If you can’t live with with this degree of instability, or if your bankroll won’t sustain extreme fluctuations, the very best tip I can offer is to play in games that are not as loose, and not as aggressive. If you are a winning player, you’ll eventually make just as much money. Although it will take more time to accomplish, less of your bankroll will be placed in jeopardy in stable games. And when you’re playing on a short bankroll, the most important thing you can do is keep yourself in action. That means protecting your bankroll at all costs.

Hands Change in Value: When you’re in a loose, aggressive game, certain hands increase in value. Others fall. Hands that play well against a large field, such as suited connectors, have a lot more potential. Make your hand and you’ll probably rake in a big pot. Miss the flop, and you can easily release these hands.

Big, unsuited cards go down in value. Unsuited holdings like A-10, A-J, and Q-K, do not play well against a big, aggressive field. With hands like these you have to limit the field if you play them at all. When you pick up a hand like A-J in early position, and you’ve noticed that all raising seems to do is attract more players, don’t play it. On the other hand, when you pick up big suited cards, they increase in value. And whenever you flop a flush draw, you can play aggressively.

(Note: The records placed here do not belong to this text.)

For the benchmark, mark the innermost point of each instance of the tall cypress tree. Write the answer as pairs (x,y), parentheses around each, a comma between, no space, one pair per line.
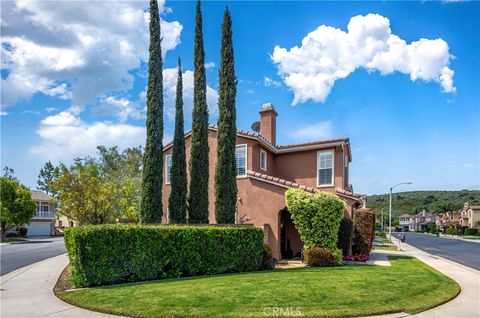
(152,178)
(225,171)
(198,198)
(177,202)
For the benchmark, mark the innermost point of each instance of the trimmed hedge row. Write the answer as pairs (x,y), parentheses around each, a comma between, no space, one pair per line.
(108,254)
(364,224)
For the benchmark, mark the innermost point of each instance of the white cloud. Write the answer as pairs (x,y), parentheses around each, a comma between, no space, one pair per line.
(119,107)
(78,50)
(328,54)
(209,65)
(170,85)
(65,136)
(267,81)
(316,131)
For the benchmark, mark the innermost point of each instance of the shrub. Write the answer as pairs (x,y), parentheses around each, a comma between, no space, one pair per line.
(345,236)
(23,231)
(470,231)
(364,230)
(108,254)
(267,257)
(322,257)
(381,234)
(316,216)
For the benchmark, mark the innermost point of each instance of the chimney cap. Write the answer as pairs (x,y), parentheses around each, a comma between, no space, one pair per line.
(267,106)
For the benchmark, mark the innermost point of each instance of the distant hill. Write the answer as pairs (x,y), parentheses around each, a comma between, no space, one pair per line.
(416,201)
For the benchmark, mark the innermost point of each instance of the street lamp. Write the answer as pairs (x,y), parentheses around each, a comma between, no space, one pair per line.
(390,210)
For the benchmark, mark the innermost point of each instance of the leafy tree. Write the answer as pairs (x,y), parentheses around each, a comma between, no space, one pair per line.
(47,176)
(9,173)
(152,179)
(225,171)
(85,195)
(198,197)
(177,202)
(16,204)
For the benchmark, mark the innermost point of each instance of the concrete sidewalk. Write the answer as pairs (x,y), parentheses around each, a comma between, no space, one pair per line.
(467,303)
(28,292)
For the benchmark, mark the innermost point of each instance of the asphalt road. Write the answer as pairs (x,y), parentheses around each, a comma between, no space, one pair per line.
(465,253)
(20,254)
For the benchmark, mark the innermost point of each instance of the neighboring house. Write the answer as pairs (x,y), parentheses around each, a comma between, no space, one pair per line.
(64,221)
(470,216)
(43,221)
(266,170)
(416,222)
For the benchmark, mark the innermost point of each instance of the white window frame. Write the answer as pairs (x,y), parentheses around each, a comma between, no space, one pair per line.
(167,174)
(331,151)
(246,160)
(263,152)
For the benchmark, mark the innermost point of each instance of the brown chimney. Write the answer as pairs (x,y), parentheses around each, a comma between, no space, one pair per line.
(268,123)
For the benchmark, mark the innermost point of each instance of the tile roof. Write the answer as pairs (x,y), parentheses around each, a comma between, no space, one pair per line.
(279,181)
(289,184)
(40,196)
(269,144)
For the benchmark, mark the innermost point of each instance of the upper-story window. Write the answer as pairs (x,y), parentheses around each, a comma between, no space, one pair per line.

Sit to the Maniac’s Left: When you’re in a game with a maniac, the kind of player who wants to raise every pot, position yourself to his left – so you act after he does. That way, when you do have a hand and he raises, you can make it three bets. Even in games where players routinely call raises, very few will routinely cold-call three bets without legitimate hands. In fact, if you position yourself to act after a player that raises indiscriminately and you get a line on the kind of hands he is prone to raise with, you might be able to loosen your standards a bit and gamble with him, as long as you are re-raising with hands that figure to be better than his.

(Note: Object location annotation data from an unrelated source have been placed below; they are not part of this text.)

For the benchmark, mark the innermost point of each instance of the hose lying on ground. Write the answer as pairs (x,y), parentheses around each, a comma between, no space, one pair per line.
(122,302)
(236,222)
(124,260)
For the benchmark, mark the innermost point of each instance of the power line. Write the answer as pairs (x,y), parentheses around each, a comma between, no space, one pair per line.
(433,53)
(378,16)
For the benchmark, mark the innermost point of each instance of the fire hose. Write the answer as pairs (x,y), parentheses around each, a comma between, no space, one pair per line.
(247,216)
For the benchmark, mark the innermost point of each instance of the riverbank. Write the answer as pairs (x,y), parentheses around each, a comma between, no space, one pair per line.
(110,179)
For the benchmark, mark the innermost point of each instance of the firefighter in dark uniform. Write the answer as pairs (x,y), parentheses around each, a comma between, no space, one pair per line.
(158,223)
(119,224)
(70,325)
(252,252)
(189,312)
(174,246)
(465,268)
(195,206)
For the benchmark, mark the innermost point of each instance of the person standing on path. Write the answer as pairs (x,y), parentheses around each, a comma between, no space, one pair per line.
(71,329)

Don’t Call With Hands You Wouldn’t Raise With: From early position in a loose, aggressive game you cannot afford to call with a hand that you wouldn’t ordinarily raise with. One of the worst feelings imaginable is continually finding yourself trapped for two or three bets in loose, aggressive games with hands that are only worth a call, not a raise. When you’re playing in a game where the majority of pots are raised, you simply cannot afford to play “bargain basement” hands like 9-8s from early position. Hands like these are only worth playing if you can see the flop for one bet. Your investment is minimal and it’s an easy hand to release. When the cost of these highly speculative hands is two bets – or sometimes three – it is unlikely that the money in the pot will exceed the odds against making you hand. If there is one thing that will increase your standard deviation, it is playing marginal hands, where you don’t figure to win too often anyway. Playing hands like these will cause much more fluctuation in your bankroll than getting aces or kings cracked more often than usual because more players are active in each hand.

If you can stand life on the edge, if big swings can be absorbed by your bankroll, and if you are comfortable with a high level of risk, you’ll do well in loose, aggressive games. If these games are not suited for your temperament, look for another. If it’s the only game in town, and you feel compelled to play in spite of yourself, be sure to severely restrict the hands you play from early position, be willing to re-raise whenever you need to thin out the field – and keep flopping aces.